暗号資産バブルの中で独自技術を磨き、AIブームで再浮上する。この転身パターンは投資家に強く刺さっており、「crypto-roots-turned-AI」企業として市場の熱狂を集めている。

実務への影響——日本企業はアジアのAIインフラ動向を無視できない

日本のエンジニアやIT管理者にとって、この動きはいくつかの実践的な示唆を持つ。

①クラウドの「下の層」に何が起きているかを把握する

AWS・Azure・Google Cloudのアジアリージョンは、こうした独立系AIデータセンター事業者の基盤整備に間接的に影響を受ける。電力・冷却・ネットワーク帯域の需要が集中する地域が変わると、クラウドリージョンの選択肢と価格に波及してくる。インフラコストを見積もる際には、上位レイヤだけでなく「誰がその土台を作っているか」まで視野を広げるべき時期に来ている。

②オンプレミスAI基盤を検討している企業への参考事例

Firmusの設計思想——Nvidiaリファレンス準拠・省電力・高密度冷却——は、自社AIサーバーを検討している日本企業にも参考になる。「とにかく最速で大量に」ではなく「電力効率と冷却設計をセットで考える」という視点は、国内の電力制約が厳しい環境では特に重要だ。

③Vera Rubin世代に備えた計画策定

2026年後半にVera Rubinが量産体制に入ると、Blackwell世代のGPUは価格・調達面で有利になる可能性がある。次世代移行のタイミングを見据えつつ、現在世代での実験・学習に投資するという判断は合理的だ。

筆者の見解

Firmusのようなプレイヤーが急速に評価額を伸ばしている背景には、単純な「AIブームへの期待」以上のものがある。AIエージェントが自律的に処理を実行し続ける世界では、コンピューティングリソースは「使いたいときに爆発的に」ではなく「常時・安定的に・大量に」必要となる。そのインフラを誰が握るかは、今後10年のパワーバランスに直結する。
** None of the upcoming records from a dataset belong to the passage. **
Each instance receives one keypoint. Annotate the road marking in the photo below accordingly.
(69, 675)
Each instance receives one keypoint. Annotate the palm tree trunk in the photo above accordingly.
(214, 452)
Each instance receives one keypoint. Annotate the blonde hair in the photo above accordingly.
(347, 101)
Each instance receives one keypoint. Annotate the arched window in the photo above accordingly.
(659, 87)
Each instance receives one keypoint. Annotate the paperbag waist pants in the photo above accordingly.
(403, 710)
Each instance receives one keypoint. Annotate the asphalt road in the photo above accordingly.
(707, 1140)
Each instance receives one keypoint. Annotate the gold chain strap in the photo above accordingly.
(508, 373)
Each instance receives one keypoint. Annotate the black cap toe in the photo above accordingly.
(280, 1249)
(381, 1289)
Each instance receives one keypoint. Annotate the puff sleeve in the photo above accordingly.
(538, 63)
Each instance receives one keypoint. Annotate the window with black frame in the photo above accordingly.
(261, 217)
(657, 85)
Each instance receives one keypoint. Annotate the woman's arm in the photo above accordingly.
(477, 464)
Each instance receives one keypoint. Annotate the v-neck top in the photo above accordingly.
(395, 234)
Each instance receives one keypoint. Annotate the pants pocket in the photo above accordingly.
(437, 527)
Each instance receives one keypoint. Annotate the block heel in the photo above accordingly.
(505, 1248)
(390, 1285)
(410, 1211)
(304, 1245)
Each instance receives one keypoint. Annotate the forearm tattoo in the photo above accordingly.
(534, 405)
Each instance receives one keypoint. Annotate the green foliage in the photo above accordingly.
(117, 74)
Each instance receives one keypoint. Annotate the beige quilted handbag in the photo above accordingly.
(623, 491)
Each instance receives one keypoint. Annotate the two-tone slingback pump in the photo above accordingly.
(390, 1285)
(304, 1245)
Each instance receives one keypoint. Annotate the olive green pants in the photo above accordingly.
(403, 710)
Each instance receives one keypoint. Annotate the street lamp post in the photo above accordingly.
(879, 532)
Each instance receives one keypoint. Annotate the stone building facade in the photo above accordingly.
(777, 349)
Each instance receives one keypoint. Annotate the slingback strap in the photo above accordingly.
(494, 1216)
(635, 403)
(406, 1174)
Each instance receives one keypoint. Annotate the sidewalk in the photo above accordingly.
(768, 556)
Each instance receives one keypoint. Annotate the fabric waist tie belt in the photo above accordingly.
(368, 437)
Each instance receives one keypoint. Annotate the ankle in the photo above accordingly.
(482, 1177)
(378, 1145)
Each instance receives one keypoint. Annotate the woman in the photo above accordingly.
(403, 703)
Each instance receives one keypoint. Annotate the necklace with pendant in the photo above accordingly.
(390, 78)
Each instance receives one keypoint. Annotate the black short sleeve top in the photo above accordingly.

アジア太平洋地域でこの種の投資が進んでいることは、日本にとって地政学的にも無関係ではない。日本国内でのAIコンピューティング基盤の整備は決して十分とはいえず、企業や研究機関がAIを本格活用しようとした際に「処理できる場所がない」という問題は想像以上に深刻になりうる。

省エネ型AI工場というコンセプトは正しい方向性だと思う。ただし、資金と技術があっても「どこに建てるか」「電力をどう確保するか」という物理的制約は容赦なくかかってくる。タスマニアという選択肢に水力発電の豊富さが見え隠れするように、再生可能エネルギーとの地理的組み合わせが今後のAIインフラ競争の重要変数になる。日本もこの視点で自国のAI産業競争力を問い直す機会がもっとあっていいはずだ。


出典: この記事は Firmus, the ‘Southgate’ AI data center builder backed by Nvidia, hits $5.5B valuation の内容をもとに、筆者の見解を加えて独自に執筆したものです。